Depuis le succès du “Grand Bleu” ou les performances étonnantes des apnéistes mises en scène dans des documentaires, explorer le monde de la plongée sans bouteille en fait rêver plus d’un. Rien de plus facile que de retenir sa respiration pour plonger en apnée ? Pas si sûr. C’est à la portée de tout le monde, même si ce réflexe naturel demande un certain entraînement. Voyons qui peut faire de l’apnée, quels en sont les effets, comment pratiquer, avec quel matériel et quelles règles de sécurité, avant de débuter l’apnée.
Vous, moi, à peu près tout le monde, à condition de se sentir à l’aise dans l’eau et surtout sous l’eau, même si à la base, on n’est pas un excellent nageur.
Ceux qui ont déjà pratiqué le snorkeling font de bons candidats et ils apprennent à observer sans déranger, à prendre le temps de la randonnée aquatique..
De toute façon, l’apnée offre une approche différente du monde aquatique. On va devoir apprendre à se mouvoir, à respirer différemment, en utilisant un équipement, contrairement à la natation.
Par exemple, il n’y a pas de compétition ni d’agitation lorsqu’on plonge. La lenteur est même la norme.
De même, la respiration n’a rien à voir avec celle de la nage, elle doit être ample et profonde, plus proche de la respiration du yoga.
Plonger plusieurs mètres sous l’eau nécessite bien souvent le port d’une combinaison, car l’eau fraîchit en profondeur, un masque et tuba, ainsi que du matériel de lestage pour pouvoir descendre. En revanche pas de bouteilles, la réserve d’air est dans vos poumons.
Débuter l’apnée impose de savoir nager un minimum, sans grande technique cependant, et surtout de savoir palmer, parfois vigoureusement, pour lutter contre le courant.
Il est important d’être en bonne condition physique, en bonne santé et de se nourrir le plus sainement possible pour garantir de bonnes capacités physiques et mentales.

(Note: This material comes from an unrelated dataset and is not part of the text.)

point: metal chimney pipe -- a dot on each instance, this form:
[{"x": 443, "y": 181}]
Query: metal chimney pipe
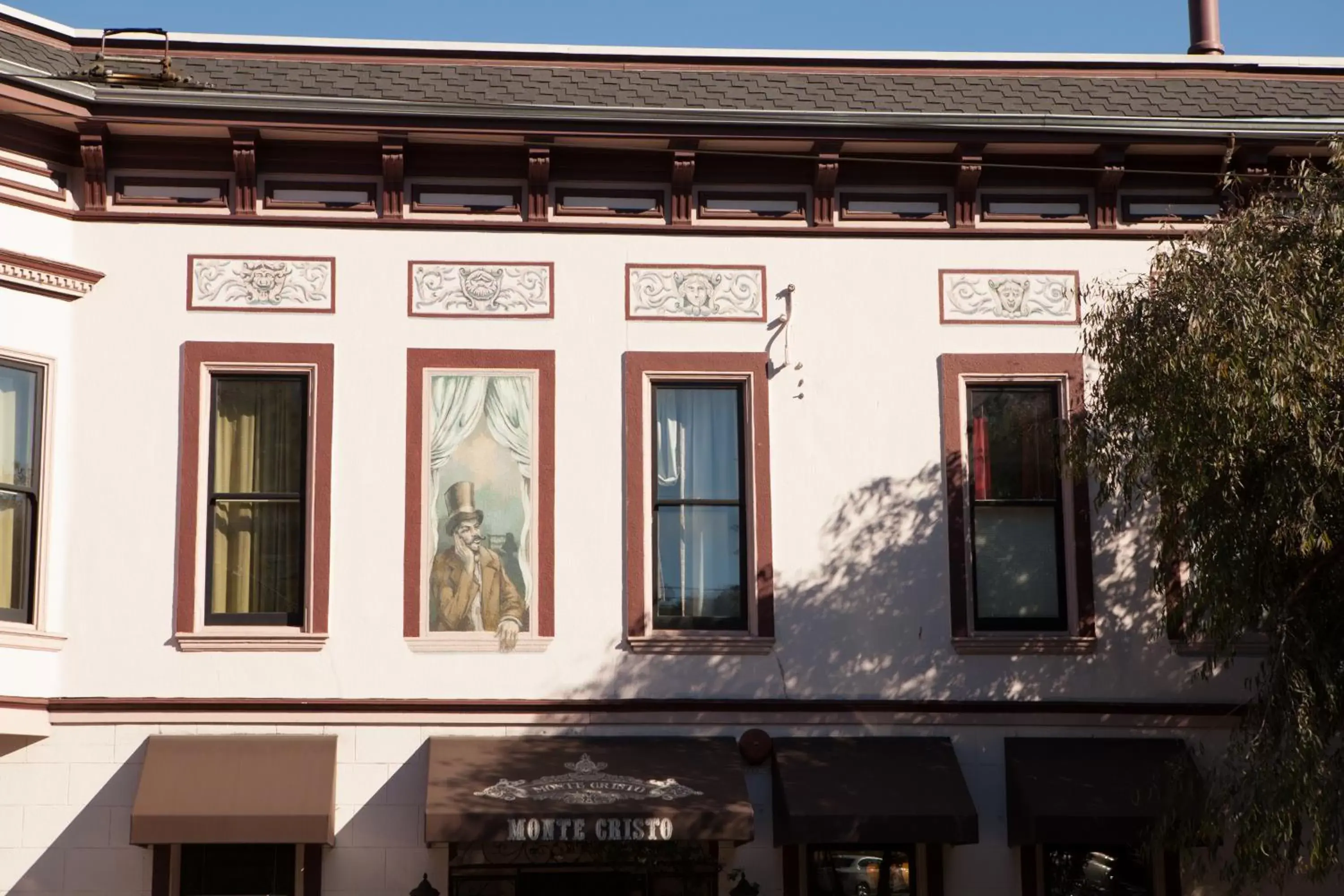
[{"x": 1205, "y": 37}]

L’apnée se pratique en milieu naturel, mer ou la piscine mais généralement l’apprentissage se passe d’abord en piscine (tout le monde n’a pas la chance d’habiter près de la mer).
On distingue trois types d’apnée :
Le réflexe d’immersion est commun à tous les mammifères. Le rythme cardiaque ralentit naturellement et le sang et l’oxygène se concentrent dans les organes vitaux. On reste sous l’eau sans avoir l’impression d’étouffer (ce qui n’est pas toujours le cas en surface, si on se retient de respirer quelques secondes).
C’est pour cette raison qu’on peut avoir l’impression de manquer d’air et de ne pas être fait pour l’apnée, si on s’arrête à cette observation.
Prendre conscience de sa respiration hors de l’eau et garder de l’air dans les poumons une fois sous l’eau est plus facile si on apprend à se détendre et à se calmer en utilisant la respiration ventrale.
La respiration ventrale est différente de la respiration thoracique et certaines personnes ont du mal avec ça.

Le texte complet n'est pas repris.